David deVilliers: Thank you for that, Bill. We appreciate — obviously, we appreciate all of your thoughts. And it’s — and hopefully, we can continue to stay the course and continue to build on the relationship.
Bill Chen: Yes. Yes. I’m not going anywhere, guys. I’m not going anywhere. You guys will have to deal with me for a long time.
David deVilliers: That’s a great problem for us to have.
Bill Chen: I mean, it creates a minor problem that I won’t sell anything, so there’s no liquidity in the stock.
David deVilliers: Appreciate all the your royalty and your support, your candor, we really do.
Bill Chen: Yes. I appreciate everything you guys do, and that’s all the questions and comments I have.
Operator: We will take our next question from Bill Ratner, private investor.
Unidentified Analyst: I was just wondering if you could flesh out a bit the cash balance, how much of that is earmarked for capital versus what is essentially freely available for things like share repurchases and other discretionary types of investments?
John Baker: Bill, I believe we have in the ballpark of $80 million earmarked for capital expenditures for 2024. And we obviously want to keep a pretty healthy capital cushion, and we have plans beyond 2025. The stock price will obviously dictate the extent to which we make share repurchases. But in terms of any kind of meaningful share repurchase program. I think that we would — in terms of major blocks of capital, it’s all going to go back into — to developing assets as opposed to share repurchases. We’re going to nibble opportunistically if we have a chance, but it’s not going to be a meaningful amount compared to what we put into development.
Unidentified Analyst: And then with respect to the aggregates assets, you said that you don’t factor in the second life value into your NAV analysis. If you were to include that second life value, can you provide any parameters around what you think an appropriate second-life valuation would be for your assets?

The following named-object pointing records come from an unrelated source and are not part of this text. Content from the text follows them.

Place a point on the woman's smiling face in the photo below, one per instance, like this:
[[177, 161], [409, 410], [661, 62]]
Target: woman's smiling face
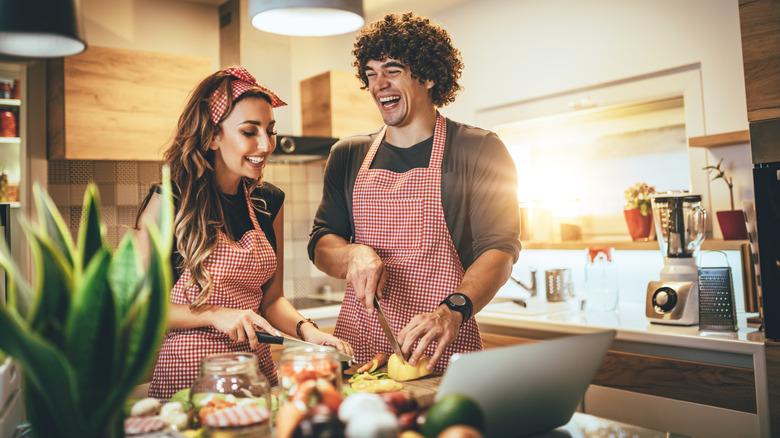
[[245, 140]]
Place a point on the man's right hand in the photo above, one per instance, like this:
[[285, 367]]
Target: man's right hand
[[366, 273]]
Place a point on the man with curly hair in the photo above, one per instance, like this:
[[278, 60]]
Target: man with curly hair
[[422, 213]]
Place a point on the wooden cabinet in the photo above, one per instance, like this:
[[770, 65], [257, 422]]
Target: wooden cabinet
[[760, 28], [117, 104], [333, 105]]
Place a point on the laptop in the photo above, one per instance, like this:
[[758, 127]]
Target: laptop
[[531, 388]]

John Baker: Bill, I think that’s — it’s so nebulous given the time line of those events. The two that come to mind Fort Myers and like Lisa Brookville as well. And we’re a long ways away from Fort Myers and and Lake Lalisa. Yes, I think that it would just be a pie in the sky number. It’s essentially raw land and so in terms of going through entitlements and zoning and permitting, just if I were to give you a number, it wouldn’t be based on anything in reality. So we have sort of nothing to base it on. So right now we prefer not to guess.
Unidentified Analyst: Is your comment around entitlements, perhaps suggesting that there might not be as much land value as investors might think because the entitlement process, the costs involved would be pretty significant relative to the second-line value? Or is it just more that it’s so far out in the future that it doesn’t want to make a call?
John Baker: Yes.
Unidentified Analyst: Okay. And then one last question. Going back to the previous questioner. So this Martin Marietta transaction seemed like a very high multiple. And if you look at Martin Marietta stock and stocks of comparable companies, these companies are trading at very high valuations. You guys are clearly very opportunistic investors. Can you just comment on why you would continue to own these assets as opposed to monetizing them and what appears to be a pretty robust environment for these types of assets?

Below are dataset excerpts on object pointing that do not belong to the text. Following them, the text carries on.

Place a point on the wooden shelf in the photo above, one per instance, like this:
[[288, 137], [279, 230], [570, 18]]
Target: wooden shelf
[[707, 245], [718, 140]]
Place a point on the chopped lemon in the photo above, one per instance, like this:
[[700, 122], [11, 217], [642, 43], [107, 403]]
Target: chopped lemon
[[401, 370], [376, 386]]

John Baker: That’s an interesting question. I think if you look at the way that they’ve pushed price, just the accelerated growth of our income stream as good as the valuations are, I think we’re going to take a bet on them outpacing the present value. And to Bill’s point, slapping a EBITDA multiple on the royalty stream that maybe that’s not the appropriate way to look at it. And I don’t know Vulcan or Martin or any of our other tenants appetite for pouring money into reserves that they already control. I think everybody is kind of happy with the way things are. We certainly are. And just from an after-tax perspective, if we had a $300 million transaction that we — desperate to make. Maybe that would be a source of liquidity, but to just sell the asset and pay the taxes on it.
That’s certainly not the best use of the money we generate from those assets. And they are also just a — I mean, they have been — I mean $10 million a year with no debt on it is a tremendous cash flow engine to fuel debt redevelopment. So I think we’re really happy with that income stream the way it is. But if you want to pay those valuations for them, we’re all years.
Unidentified Analyst: Well, it just seems to me that you don’t know until you go out and hire a banker and run a process. And in an environment maybe like 12 to 24 months ago, the likelihood of finding a good bid might have been not there, but the market has — it seems like the market changed from my perspective. But maybe to your point, they already control the assets. So what’s the point, but you never know until you hire a banker.
John Baker: Very true. I think we would know just given our relationship to Martin and Vulcan, if they had an appetite for buying those assets, we’d probably hear about it. Astatula, the purchase of the Blandford property, we were able to accomplish that because of our relationship with Vulcan, and they just as the policy didn’t want to put money into reserves that they already controlled. You are correct in that you don’t ask, don’t get, but I think if they wanted to buy them — the second, they want to buy them, we’re going to hear about it.